Squares are constructed externally on the sides of an arbitrary quadrilateral. How do you show that the line segments joining the centers of opposite squares lie on perpendicular lines and are of equal length?

I chose to answer it because it provides a nice opportunity both to use what I like to call “continuous induction” and to illustrate the proof with an interactive diagram.

The result is clearly true for a square. So it will suffice to show that if we have any quadrilateral for which it is true and move just one corner then it will be true for the new quadrilateral. A picture would help, but I think you will enjoy (and learn more from) the effort of making your own rather than just scrolling down to look at mine.

I found it helpful to use vector language for describing the points involved, but there is also a nice geometric version of the argument that you might enjoy looking for before scrolling down.

Let the quadrilateral be ABCD and consider the effect of moving B by some displacement vector v. Let’s use s for the side AB and t for the side BC. Then the centre of the square on AB is displaced from A by the vector (s+Rs)/2 where R is a rotation by Pi/2 (counterclockwise if ABCD represents a clockwise orientation of the corners of the quadrilateral), and the centre of the square on BC is displaced from A by s+(t+Rt)/2.

After moving B by the vector v, the vector s is replaced by s+v and t by t-v.

So the centre of the AB square is moved by ((s+v)+R(s+v))/2 -(s+Rs)/2=(v+Rv)/2

and for the BC square it’s moved by [s+v+{(t-v)+R(t-v)}/2]-[s+(t+Rt)/2]=(v-Rv)/2

But since R^2=-1 (two right angle rotations give a reversal), R(v-Rv)/2=(v+Rv)/2

So the motions of the centres are perpendicular and of equal length (and the direction of the rotation from one displacement to the other is the same as that from one midpoint line to the other)

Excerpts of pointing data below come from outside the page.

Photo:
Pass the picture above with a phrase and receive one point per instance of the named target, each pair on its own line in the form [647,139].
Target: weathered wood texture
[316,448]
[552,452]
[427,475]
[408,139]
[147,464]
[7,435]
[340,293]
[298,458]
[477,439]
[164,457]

But if the lines joining the opposite pairs of centres are perpendicular and of equal length, and the displacements of the new centres are also perpendicular and of equal length, then (with the directions of rotation matching) the triangles formed by old and new centre lines and their endpoint displacements are congruent and so the lengths of the new centre lines are also of equal length and the angle between them is the same as between the old ones.

If you drew a picture to follow along with the above it probably looked something like this:

But I’ve now made a better version:

which also has the advantage of showing a more intuitive and geometrical version of the argument. So the promised shorter proof goes as follows:

When a corner B is moved to a new position B1, the lines joining its counterclockwise neighbour A to the old and new centres S and S1 are rotated counterclockwise by 45 degrees from the corresponding old and new edges, and scaled by a factor of 1/root(2). So the displacement SS1 is similarly related to BB1. And by the same argument the displacement TT1 of the centre of the square on the neighbouring side in the other direction is also scaled by a factor of 1/root(2) and rotated by 45 degrees in the clockwise direction. So SS1 and TT1 are perpendicular and of equal length. So if we start with a case where the midpoint-joining lines US and VT are perpendicular and of equal length, then by sAs congruence we see that US1 and VT1 are also equal and perpendicular. But, as noted at the outset, the result is obvious for a square and any other quadrilateral can be reached from a square by just moving vertices one-by-one.